I have been quite troubled over the last several months – now nearly a full year – that I have had so little to say about cancer and my life with it. Without giving away the cliff-hanging resolution to this post prematurely, I think my unexplained silence has basically been the result of having had enough with all things cancer for a while.
Of course, it is a luxury to be able to just decide that one has had enough with cancer. (Perhaps “luxury” is a bit too strong of a word – it doesn’t provide the same level of enjoyment as would a fancy purchase or a tropical vacation. At best, it’s the absence of anything, which is kind of hard to get excited about on a sustained basis.) Compared to many others with similar diagnoses, I am fortunate in that I had been able to more or less turn off thoughts about cancer for an extended time.
Yet we must define our terms. “Turning off thoughts about cancer” is really a euphemism. A more precise depiction would be that I was able to stop incessantly worrying about it for a spell. It is really the difference between agonizing over it for no identifiable reason and worrying about it for a reason that is probably unrelated. (Hopefully.)
And that’s really the best that I think one can do when diagnosed with cancer. Cancer is not a disease that is treated, goes away and that is the end of the story. What no one bothers to tell you when you become saddled with a cancer diagnosis is that your life as you knew it, in some very meaningful ways, ceases to exist.
Fortunately for my loyal readers, however, cancer is a better survivor then nearly all its unwelcoming hosts. Thus there is only so long that any semblance of a reprieve may be afforded. And so it is no coincidence that once again I find myself at my desk typing away as my temporary denial has come to an end.
Oftentimes, the harbinger of the termination of escapism from cancer is an upcoming oncologist appointment, replete with scans or, in my case, the involuntary withdrawal of numerous vials of blood that I would have assumed I otherwise needed. But this time it is actually something less patently apparent that is ushering in the specter of this biological plague: The multiple shortcomings of my body generally.
If one were to objectively canvass my person, there would certainly be no paucity of shortcomings over which to muse. Some of these are age-induced; for example, I think I may be developing liver spots on the back of my hands a la all of my relatives who managed to reach a minimum age of 80. I wonder if there is a politically-correct term for liver spots. I am not overly into the PC-movement, although I generally believe that if someone wants to be called X and not Y then I should be accommodating. But liver spots really just are a dermatological combo platter of two fairly repulsive things: liver and spots. A functioning liver, well that’s fine. But as a source of nutrition, no thanks. And spots? I am not a leopard. Plus I have external validation that becoming bespotted is not a good look for a human as one of my sons (I won’t identify the guilty one) commented the other day that my body is covered with all kinds of these discolorations. Don’t kids just say the darndest things?

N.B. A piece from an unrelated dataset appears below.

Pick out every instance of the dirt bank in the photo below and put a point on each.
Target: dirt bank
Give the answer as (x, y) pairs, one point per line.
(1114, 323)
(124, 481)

My appearance aside, which frankly should have been left aside even in my heyday, which I don’t remember occurring, the bigger concern now is more internal matters. I have been plagued by rather frequent migraines in my post-chemo existence. Migraines are not a new addition to my physical malady grab-bag as I was initially diagnosed with them at the ripe old age of 13, with my first brain MRI at the advanced age of 15. And although the medications to treat them have allegedly improved, these new drugs have been less effective than my increased willpower to just not be bothered by them any more than I must.
Of perhaps greater concern is the persistent cough and, to be a bit graphic, phlegm that has plagued me for many years now. My oncologist, who is wonderful, has not been troubled by this more mucus-y version of me, relating that many patients with my cancer have all manner of allergy issues. Wanting to believe that was all there was to it, I made the mistake of seeing an allergist. And while most people would consider that the results of an allergy test showing that one’s body is not really put off by any allergens, I was quite disturbed by this lack of histamine sensitivity. For now I must ponder what is causing these issues, which at their worst interrupt my sleep at night with fits of coughing and, more frustrating still, similarly erupt during my precious naps.

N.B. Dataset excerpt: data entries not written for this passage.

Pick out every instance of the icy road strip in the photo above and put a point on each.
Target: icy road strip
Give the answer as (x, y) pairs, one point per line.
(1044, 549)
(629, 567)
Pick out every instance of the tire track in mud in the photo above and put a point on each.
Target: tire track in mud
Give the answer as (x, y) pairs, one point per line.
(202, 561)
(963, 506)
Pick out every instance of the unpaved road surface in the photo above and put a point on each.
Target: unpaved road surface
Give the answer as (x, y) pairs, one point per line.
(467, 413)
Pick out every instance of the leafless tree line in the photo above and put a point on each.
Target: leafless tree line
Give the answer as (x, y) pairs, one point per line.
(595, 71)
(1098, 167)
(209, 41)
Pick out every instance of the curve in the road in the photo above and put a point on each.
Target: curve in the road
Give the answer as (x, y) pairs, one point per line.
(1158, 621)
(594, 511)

The allergist posited that it is probably a combination of factors, which, he stressed, none of which he would be concerned about. That being said, if two more weeks of doubling-up on Nexium doesn’t do the trick then a trip to an otolaryngologist is in order. While I do have a good ENT, I do not have a good track record with them. This is in no small part because the most serious and immediate consequence of my cancer pre-chemo was enlarged lingual tonsils that made swallowing a bit of an adventure. (And when I say “enlarged,” I mean enormous as one ENT told me he had never even seen anything like my tonsils “even in a medical textbook.” Another doctor was more diplomatic, merely terming them “impressive.” I like to impress people, but not generally with my lymph nodes.)
So, here I am, like so many sufferers from cancer. Wondering if this problem that continues to defy the experts is of course really quite simple: cancer. I don’t know if that is being irrational or not. It doesn’t matter. Rationality is part of my pre-cancer life as nothing about having cancer makes any sense. But the good news is I think I will have plenty to write about now that the party is over.